‘What’s wrong with that? It got me out of Bledburn, didn’t it?’
‘And now you’re back here, because everything in La-La-land stopped being La-La. Stopped going your way. So you didn’t want to play any more.’
Stung, she sucked in a breath.
‘Is that what you think of me?’
‘Controlling? Well, aren’t you? Just a bit?’
‘Jason, I’m tired. I’ve worked flat out for years. I deserve a break.’
‘You’re tired of moving people around like pawns,’ he said. ‘You want a break from that. Let someone else take the strain.’
‘Like you, you mean?’
He held up his hands, one carrying a scraper.
‘I’d be up for it,’ he said.
‘Fine, I’ll give you my office number and you can take care of all the calls and texts then.’
‘That’s not what I mean, and you know it.’
‘What do you mean, then?’
‘Well, all right,’ he said, putting down the scraper and folding his arms with a frown. ‘If you want to know. The other night, when we had our little clash, you didn’t seem too unhappy with how I dealt with it. Right?’
She looked at her feet in their battered Converse boots. ‘Right,’ she muttered.
‘I’d say it came as a relief to you. And maybe even something that’d been missing from your life. Am I reading it wrong?’
‘No,’ she said, still focusing on the curls of old wallpaper around her toecaps.
‘So perhaps you’d like to get a bit more into it?’
She looked up.
‘How do you mean?’
‘Well, not so much the handcuffs and floggers and stuff, unless you’re into that, but the submission thing. You seemed to like giving in to me, like it took a weight off you.’
‘That’s how it felt,’ she said, more to herself than him. ‘Like a weight coming off. Not having to be responsible for everything. I never thought I’d want to give up control to anyone but … It’s weird.’
‘We’re all a bit weird, duck,’ he said, and she smiled at the local term of endearment. ‘It’s nothing to be ashamed of. It doesn’t make you any less of a power broker in your outside world. But if you want to leave that at the bedroom door, well, why not? I’d be into it. And I think you’d be into it, too.’
She looked at him wonderingly, taking him in. For all his paint-spotted scruffiness, he looked like a man who could handle her. She’d never really seen that in a man before.

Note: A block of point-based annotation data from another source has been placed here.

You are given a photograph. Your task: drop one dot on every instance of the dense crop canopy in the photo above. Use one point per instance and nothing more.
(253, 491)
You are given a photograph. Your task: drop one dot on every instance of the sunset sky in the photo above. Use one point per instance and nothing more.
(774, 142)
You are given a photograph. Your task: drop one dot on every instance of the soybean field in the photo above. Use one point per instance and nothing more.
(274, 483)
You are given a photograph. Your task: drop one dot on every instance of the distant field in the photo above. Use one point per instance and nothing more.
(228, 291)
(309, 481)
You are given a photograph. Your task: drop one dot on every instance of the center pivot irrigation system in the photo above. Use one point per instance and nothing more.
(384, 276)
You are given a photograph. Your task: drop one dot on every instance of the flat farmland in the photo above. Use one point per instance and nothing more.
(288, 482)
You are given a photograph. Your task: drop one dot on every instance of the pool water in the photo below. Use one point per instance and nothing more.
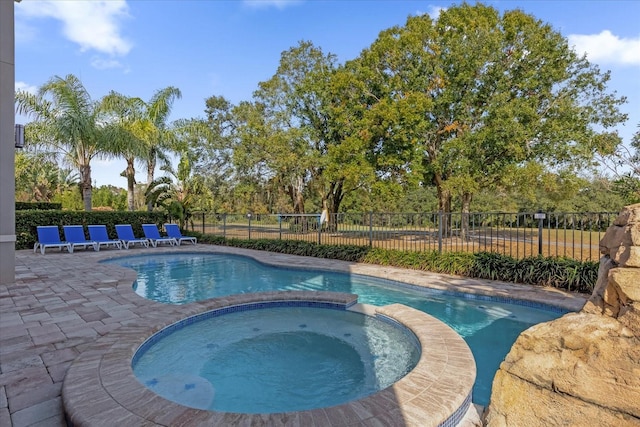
(276, 360)
(490, 328)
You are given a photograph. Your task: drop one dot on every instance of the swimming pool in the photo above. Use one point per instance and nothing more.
(488, 327)
(278, 358)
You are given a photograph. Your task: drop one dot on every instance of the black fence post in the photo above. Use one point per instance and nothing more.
(370, 229)
(440, 225)
(540, 216)
(224, 225)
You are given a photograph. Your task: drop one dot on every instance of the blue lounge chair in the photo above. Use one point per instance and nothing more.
(125, 234)
(74, 235)
(49, 237)
(152, 233)
(98, 233)
(174, 231)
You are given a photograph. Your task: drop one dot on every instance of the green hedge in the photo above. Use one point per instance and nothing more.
(558, 272)
(27, 221)
(41, 206)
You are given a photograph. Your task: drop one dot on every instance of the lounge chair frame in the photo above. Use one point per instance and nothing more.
(174, 231)
(126, 236)
(74, 235)
(99, 234)
(49, 237)
(152, 233)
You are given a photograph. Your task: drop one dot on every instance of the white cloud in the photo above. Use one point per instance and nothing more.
(435, 11)
(607, 48)
(263, 4)
(26, 87)
(94, 25)
(103, 64)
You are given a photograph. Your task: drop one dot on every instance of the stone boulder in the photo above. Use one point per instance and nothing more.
(582, 369)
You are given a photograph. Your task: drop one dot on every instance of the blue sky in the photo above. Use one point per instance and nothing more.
(215, 47)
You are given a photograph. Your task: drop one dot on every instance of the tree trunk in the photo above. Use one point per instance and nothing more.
(444, 205)
(151, 170)
(331, 202)
(85, 185)
(130, 173)
(464, 220)
(294, 189)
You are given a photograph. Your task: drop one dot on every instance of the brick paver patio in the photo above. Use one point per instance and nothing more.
(61, 303)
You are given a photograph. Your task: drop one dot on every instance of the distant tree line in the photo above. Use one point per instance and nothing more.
(475, 110)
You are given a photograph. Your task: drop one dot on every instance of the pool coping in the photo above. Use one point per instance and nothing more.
(100, 387)
(546, 298)
(61, 303)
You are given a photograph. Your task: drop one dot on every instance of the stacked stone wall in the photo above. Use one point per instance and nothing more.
(582, 369)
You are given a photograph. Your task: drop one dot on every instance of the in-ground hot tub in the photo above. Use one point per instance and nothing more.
(101, 387)
(279, 356)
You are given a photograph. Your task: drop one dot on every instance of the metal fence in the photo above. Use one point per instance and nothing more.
(521, 234)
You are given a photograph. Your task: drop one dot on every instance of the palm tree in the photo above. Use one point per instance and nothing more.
(129, 129)
(179, 199)
(68, 120)
(160, 137)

‘I know what you’re thinking,’ he said, looking away for a minute. ‘You’re not sure if you can trust me, and I don’t blame you but—’
‘No,’ she said. ‘I wasn’t thinking that. Which is strange, because I should, shouldn’t I? But it never even occurred to me.’
His expression made her want to cry.
He held out his hands.
‘Come here,’ he said. ‘I want to give you a hug.’
She walked into his arms and felt herself enfolded, encompassed, safe. This piece of Bledburn flotsam was so much more than he seemed. On paper, he looked like the worst prospect ever, but when she looked at him, when she touched him, he was everything she wanted.